Bounded forcing axioms and Baumgartner's conjecture

TL;DR

This paper explores the hierarchy of bounded forcing axioms related to $eta$-proper and Axiom A forcings, establishing their connections with weak club guessing principles and resolving Baumgartner's conjecture.

Contribution

It characterizes the class of forcings embeddable into $\sigma$-closed followed by ccc iterations using Baumgartner's Axiom A, confirming a longstanding conjecture.

Findings

Bounded forcing axioms are connected to weak club guessing principles.

Weak club guessing principles distinguish between different $eta$-proper axioms.

The paper proves Baumgartner's conjecture on forcings embeddable into $\sigma$-closed then ccc iterations.

Abstract

We study the spectrum of forcing notions between the iterations of $\sigma$-closed followed by ccc forcings and the proper forcings.

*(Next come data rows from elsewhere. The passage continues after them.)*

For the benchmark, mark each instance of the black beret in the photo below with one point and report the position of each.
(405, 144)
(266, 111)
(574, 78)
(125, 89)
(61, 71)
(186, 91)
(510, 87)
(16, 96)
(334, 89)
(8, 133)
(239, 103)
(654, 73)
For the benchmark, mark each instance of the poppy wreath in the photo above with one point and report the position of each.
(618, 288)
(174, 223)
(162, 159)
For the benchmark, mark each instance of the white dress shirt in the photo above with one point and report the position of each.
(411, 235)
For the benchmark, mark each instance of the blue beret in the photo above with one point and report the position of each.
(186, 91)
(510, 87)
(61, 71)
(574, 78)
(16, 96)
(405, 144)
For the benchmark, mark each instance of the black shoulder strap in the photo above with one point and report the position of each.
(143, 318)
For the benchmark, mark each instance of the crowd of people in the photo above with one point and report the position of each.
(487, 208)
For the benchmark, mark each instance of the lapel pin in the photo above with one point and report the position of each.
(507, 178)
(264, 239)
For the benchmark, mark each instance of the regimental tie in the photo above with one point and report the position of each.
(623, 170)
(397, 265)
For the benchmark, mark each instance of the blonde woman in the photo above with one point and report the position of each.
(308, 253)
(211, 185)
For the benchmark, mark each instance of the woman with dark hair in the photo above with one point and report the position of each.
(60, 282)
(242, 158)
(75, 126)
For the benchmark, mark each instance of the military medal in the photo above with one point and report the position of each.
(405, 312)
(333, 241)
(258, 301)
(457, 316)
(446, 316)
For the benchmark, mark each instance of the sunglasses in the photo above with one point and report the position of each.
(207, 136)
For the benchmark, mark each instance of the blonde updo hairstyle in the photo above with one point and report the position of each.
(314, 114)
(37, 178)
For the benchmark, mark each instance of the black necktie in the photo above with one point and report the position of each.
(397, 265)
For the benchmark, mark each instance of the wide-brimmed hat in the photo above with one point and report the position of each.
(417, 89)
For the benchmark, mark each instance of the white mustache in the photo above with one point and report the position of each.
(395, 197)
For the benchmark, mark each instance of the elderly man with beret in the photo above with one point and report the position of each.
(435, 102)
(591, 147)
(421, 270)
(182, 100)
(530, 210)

This includes the hierarchy of $\alpha$-proper forcings for indecomposable countable ordinals as well as the Axiom A forcings. We focus on the bounded forcing axioms for the hierarchy of $\alpha$-proper forcings and connect them to a hierarchy of weak club guessing principles. We show that they are, in a sense, dual to each other. In particular, these weak club guessing principles separate the bounded forcing axioms for distinct countable indecomposable ordinals. In the study of forcings completely embeddable into an iteration of $\sigma$-closed followed by ccc forcing, we present an equivalent characterization of this class in terms of Baumgartner's Axiom A. This resolves a well-known conjecture of Baumgartner from the 1980's.